Let’s set the scene: you’re in your bed at night attempting to unwind after a long, exhausting day. Your eyelids are getting heavy and you recognize that sleep is right around the corner. Then you start to hear it: a buzzing sound inside your ears. You’re certain it’s nothing in your bedroom because the radio, TV, and phone are all off. No, this noise is coming from inside your ears and you don’t know how to make it stop.
If this scenario has happened to you, then odds are that you’re one of the 50 million people that are afflicted by tinnitus. This problem causes you to hear buzzing, whooshing, and ringing sounds, among others, inside your ears. Most people who have tinnitus think of it as a mere irritation; it comes and goes but doesn’t really affect their day-to-day lives. But this is not the situation with everybody who has tinnitus. For some, it can cause them to lose sleep, to disengage socially, and to have a hard time working.
What’s The Underlying Cause of Tinnitus?
Tinnitus is still a bit of a mystery, but this condition has been narrowed down to a few causes. It appears mostly in individuals who have damaged hearing, and also people who have heart conditions. It’s believed that tinnitus happens due to restricted blood flow around the ears, which causes the heart to pump blood harder so that it can get where it needs to go. People who have iron-deficiency anemia often suffer from tinnitus symptoms since their blood cells do not carry enough oxygen throughout their body, which, again, makes the heart work extra hard to get oxygen and other nutrients where they need to go.
Tinnitus also happens as a result of other conditions, like Meniere’s disease, ear infections, and ear canal blockages. Scenarios where tinnitus becomes more pronounced happen with all of these condition because they all affect the hearing. In other cases, there might not be an evident cause of tinnitus, which can make treatment challenging, but not impossible.
What Treatments Are Available For Tinnitus?
There are several treatments out there to help stop the ringing in your ears, all depending on the root cause of your tinnitus. One important thing to note, however, is that there is presently no known cure for tinnitus. In spite of this fact, there’s still an excellent possibility that your tinnitus will get better or even vanish completely because of these treatments.

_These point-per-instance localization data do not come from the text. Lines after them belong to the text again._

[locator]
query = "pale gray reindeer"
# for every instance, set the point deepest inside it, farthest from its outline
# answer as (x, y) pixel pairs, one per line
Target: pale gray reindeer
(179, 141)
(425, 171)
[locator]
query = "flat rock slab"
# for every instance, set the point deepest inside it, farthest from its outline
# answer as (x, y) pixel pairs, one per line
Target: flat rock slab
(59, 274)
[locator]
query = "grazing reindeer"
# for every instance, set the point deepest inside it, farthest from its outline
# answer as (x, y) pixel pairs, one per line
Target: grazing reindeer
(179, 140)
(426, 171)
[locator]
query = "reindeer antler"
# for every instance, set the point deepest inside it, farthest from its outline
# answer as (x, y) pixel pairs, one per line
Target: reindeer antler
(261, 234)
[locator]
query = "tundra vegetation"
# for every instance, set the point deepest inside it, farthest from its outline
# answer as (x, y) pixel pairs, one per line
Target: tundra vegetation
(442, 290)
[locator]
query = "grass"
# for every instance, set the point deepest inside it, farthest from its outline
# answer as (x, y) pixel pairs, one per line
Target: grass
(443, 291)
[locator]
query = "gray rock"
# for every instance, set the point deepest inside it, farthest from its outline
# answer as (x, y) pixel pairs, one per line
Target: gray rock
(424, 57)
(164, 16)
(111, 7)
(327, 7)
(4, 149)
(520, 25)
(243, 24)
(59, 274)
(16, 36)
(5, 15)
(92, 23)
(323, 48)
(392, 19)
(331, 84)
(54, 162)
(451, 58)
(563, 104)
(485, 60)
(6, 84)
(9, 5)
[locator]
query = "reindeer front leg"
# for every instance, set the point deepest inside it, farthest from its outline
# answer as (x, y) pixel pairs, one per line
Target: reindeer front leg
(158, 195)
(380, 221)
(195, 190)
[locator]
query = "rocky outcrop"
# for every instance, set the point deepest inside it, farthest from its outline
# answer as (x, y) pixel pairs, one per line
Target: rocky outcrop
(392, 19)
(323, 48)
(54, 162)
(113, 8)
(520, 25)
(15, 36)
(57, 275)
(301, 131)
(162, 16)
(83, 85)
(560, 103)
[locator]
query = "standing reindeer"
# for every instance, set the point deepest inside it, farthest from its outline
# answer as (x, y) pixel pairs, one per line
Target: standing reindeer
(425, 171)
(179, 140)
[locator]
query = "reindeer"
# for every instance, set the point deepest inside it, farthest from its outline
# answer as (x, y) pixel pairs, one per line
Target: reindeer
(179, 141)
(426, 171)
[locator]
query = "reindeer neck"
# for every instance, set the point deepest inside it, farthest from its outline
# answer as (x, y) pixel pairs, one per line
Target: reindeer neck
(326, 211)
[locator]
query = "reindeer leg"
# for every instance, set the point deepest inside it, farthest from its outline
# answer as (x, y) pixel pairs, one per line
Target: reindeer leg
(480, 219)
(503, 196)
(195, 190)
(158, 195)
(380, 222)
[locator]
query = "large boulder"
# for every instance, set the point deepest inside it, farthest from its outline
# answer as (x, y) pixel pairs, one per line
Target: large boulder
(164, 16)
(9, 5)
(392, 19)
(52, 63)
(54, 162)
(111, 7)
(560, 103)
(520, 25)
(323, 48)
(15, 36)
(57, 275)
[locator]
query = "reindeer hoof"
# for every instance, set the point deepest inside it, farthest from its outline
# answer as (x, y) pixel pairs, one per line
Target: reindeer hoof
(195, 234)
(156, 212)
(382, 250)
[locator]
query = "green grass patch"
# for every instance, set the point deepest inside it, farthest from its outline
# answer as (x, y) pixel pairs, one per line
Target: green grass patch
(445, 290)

Studies have revealed that hearing aids help mask tinnitus in individuals who have hearing loss.
If masking the noise isn’t helpful, cognitive-behavioral therapy (CBT) has been confirmed to help people live with the ringing in their ears that does not fade away with other treatments. This mental health type of therapy can help people who suffer from tinnitus to function more normally on a day to day basis by helping them change their negative thoughts into a more positive outlook.